Vancouver Mayor Kennedy Stewart says the federal government has given the green light for a safe supply of drugs for Downtown Eastside residents in light of the COVID-19 crisis. 

“We must tackle the poisoned drug epidemic, something that has already cost us more than 1,000 lives,” said Stewart during a news conference where a wide variety of measures to help DTES residents from contracting or spreading the COVID-19 virus was announced.

Stewart said the details of the rollout would come from the provincial government in the days ahead, and would be focused on the 20 to 30 per cent of drug users in the community not already connected with health-care providers and  existing safe injection sites. 

B.C. Chief Medical Health Officer Bonnie Henry has called for a safer supply of drugs for over a year, saying it would allow drug users to “seek help without the fear of being charged criminally.”  

The provincial and federal governments have not provided details yet on the timeline or specifics of what the new policy will entail. 

Coal Harbour and Roundhouse now shelter spaces

The city also announced that Coal Harbour and Roundhouse community centres have been turned into referral-only shelter centres for DTES residents who cannot safely shelter in place or if they develop COVID-19 symptoms. 

In addition, all public access and washrooms at the three community centres that remain open (Carnegie, Gathering Place and Evelyne Saller) have been closed, though they will still offer food services with take-out meals.

The city has also begun taking over hotel space so that anyone with COVID-19 symptoms who cannot self-isolate has adequate shelter.

While there has not been a confirmed case of COVID-19 among homeless Downtown Eastside residents yet, the city and province are worried because many of them have underlying health issues and enforcing social distancing on Hastings and Cordova streets can be a challenge. 

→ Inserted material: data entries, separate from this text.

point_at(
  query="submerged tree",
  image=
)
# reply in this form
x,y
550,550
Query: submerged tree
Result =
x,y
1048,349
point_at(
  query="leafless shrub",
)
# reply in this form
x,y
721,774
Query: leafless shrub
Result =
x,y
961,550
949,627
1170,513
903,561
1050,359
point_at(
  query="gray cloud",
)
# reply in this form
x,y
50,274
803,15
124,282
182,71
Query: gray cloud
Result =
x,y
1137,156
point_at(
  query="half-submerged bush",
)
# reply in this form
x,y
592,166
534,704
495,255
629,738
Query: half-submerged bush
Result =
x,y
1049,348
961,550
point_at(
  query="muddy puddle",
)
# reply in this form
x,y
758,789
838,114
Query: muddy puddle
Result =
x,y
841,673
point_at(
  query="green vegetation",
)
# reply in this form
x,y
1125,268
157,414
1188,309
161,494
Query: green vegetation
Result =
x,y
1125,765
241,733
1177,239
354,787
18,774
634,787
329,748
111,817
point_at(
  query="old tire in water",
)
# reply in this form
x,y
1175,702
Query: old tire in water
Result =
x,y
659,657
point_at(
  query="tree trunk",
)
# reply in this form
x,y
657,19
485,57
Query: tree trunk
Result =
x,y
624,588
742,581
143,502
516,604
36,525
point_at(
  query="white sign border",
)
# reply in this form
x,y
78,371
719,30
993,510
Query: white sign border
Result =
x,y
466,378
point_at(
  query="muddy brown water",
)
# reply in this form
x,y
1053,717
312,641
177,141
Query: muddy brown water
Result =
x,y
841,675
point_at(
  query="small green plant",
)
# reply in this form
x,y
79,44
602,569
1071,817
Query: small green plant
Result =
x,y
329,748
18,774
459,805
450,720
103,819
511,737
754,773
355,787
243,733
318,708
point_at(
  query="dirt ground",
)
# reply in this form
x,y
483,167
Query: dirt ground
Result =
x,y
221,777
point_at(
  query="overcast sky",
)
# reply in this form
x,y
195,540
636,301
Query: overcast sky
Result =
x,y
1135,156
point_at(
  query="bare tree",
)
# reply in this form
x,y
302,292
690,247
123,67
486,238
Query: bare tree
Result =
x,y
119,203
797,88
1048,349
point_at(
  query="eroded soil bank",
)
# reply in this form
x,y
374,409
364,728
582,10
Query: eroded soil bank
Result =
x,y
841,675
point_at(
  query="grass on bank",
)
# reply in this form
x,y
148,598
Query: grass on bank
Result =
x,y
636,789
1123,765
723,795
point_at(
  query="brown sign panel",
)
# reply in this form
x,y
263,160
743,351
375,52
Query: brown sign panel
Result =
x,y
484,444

“I want to be clear, it is circulating,” said Vancouver Coastal Health Chief Medical Health Officer Dr. Patricia Daly. 

“[But] it’s how we act to minimize the risk.”

Unlike the rest of municipalities in B.C., Vancouver can still issue new orders under its state of emergency, but may only do so with the express permission of the provincial government.

“I know there’s a lot of fear and nervousness out there,” said Stewart earlier this week, in response to a question on how the city could protect DTES residents without infringing on civil liberties. 

“There’s no intention on our part to do some sort of mass quarantine.”